こちらは南天の「きょしちょう座」(巨嘴鳥座)にある散開星団「NGC 346」とその周辺の様子です。NGC 346は、地球から約20万光年離れた天の川銀河の伴銀河(衛星銀河)のひとつ「小マゼラン雲」(SMC:Small Magellanic Cloud、小マゼラン銀河とも)にあります。
星団を包むように取り囲んでいるのは、ガスや塵を材料に新たな星が生み出されている星形成領域です。この領域は星団と同じNGC 346や、あるいは「N66」と研究者から呼ばれています。画像を公開した欧州宇宙機関(ESA)によると、星形成領域としてのNGC 346は直径150光年で、質量は太陽5万個分に相当します。この画像は「ハッブル」宇宙望遠鏡に搭載されている「掃天観測用高性能カメラ(ACS)」を使って取得された画像(可視光線と近赤外線のフィルター合計2種類を使用)をもとに作成されました。
画像の上半分に注目すると、ガスと塵でできたアーチ状の構造があることがわかります。星形成領域NGC 346はその不思議な外形に加えて、星々が急速に形成されていることから、研究者から注目を集めてきたといいます。

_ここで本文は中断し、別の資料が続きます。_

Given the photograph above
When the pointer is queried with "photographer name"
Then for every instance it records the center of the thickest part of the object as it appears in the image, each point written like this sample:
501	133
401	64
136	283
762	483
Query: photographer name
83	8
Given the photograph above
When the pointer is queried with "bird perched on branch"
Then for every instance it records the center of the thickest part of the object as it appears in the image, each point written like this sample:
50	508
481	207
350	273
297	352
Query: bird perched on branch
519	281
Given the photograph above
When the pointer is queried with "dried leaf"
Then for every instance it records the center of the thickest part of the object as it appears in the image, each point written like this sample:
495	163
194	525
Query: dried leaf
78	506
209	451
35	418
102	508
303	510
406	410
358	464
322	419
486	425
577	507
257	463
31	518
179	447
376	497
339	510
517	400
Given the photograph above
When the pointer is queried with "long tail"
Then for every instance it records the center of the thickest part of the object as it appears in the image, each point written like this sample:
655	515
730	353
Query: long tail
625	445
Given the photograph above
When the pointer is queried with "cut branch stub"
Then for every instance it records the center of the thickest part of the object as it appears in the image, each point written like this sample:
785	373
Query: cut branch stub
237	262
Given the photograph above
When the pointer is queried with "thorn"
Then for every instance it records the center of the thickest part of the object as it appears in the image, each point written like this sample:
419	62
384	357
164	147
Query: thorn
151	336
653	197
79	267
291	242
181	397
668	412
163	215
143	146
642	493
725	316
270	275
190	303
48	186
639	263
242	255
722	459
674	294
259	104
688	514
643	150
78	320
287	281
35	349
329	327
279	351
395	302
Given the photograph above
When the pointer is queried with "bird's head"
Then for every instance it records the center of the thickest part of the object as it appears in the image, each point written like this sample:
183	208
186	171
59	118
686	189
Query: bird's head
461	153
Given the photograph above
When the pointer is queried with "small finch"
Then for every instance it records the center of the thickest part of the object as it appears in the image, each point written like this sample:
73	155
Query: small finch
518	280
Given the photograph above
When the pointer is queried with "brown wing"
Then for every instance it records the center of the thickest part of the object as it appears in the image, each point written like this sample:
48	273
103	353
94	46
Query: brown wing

ハッブル宇宙望遠鏡や「ジェイムズ・ウェッブ」宇宙望遠鏡を運用する宇宙望遠鏡科学研究所(STScI、アメリカ)のElena Sabbiさんを筆頭とする研究チームと、Peter Zeidlerさんを筆頭とする研究チームは、星形成領域NGC 346の挙動を解き明かすことに挑みました。Sabbiさんたちは11年に渡るハッブル宇宙望遠鏡の観測データを利用して、NGC 346の星々の動きを測定。また、Zeidlerさんたちはヨーロッパ南天天文台(ESO)の「超大型望遠鏡(VLT)」に搭載されている広視野面分光観測装置「MUSE」による観測データを利用して、ガスの立体的な動きを測定しました。
両チームによる分析の結果、NGC 346では星々とガスが「らせん」を描きながら内側へ向けて移動していることが明らかになったといいます。らせん状の動きについてZeidlerさんは「星々やより多くの星の形成を促すガスが中心に向かって移動する上で、最も効率的な方法です」とコメントしています。
最初期の宇宙に存在していた元素の大半は水素とヘリウムで、重元素(水素やヘリウムよりも重い元素全般)は恒星内部の核融合反応や超新星爆発などによって生成されてきたと考えられています。ESAによれば、小マゼラン雲の化学組成は天の川銀河と比べて重元素が少なくよりシンプルであり、小マゼラン雲における星形成を理解することは、初期の宇宙における星形成を理解することにつながります。「星は宇宙を形作る機械です。星がなければ生命も成り立ちませんが、私たちはまだ星の形成を完全には理解していません」(Sabbiさん)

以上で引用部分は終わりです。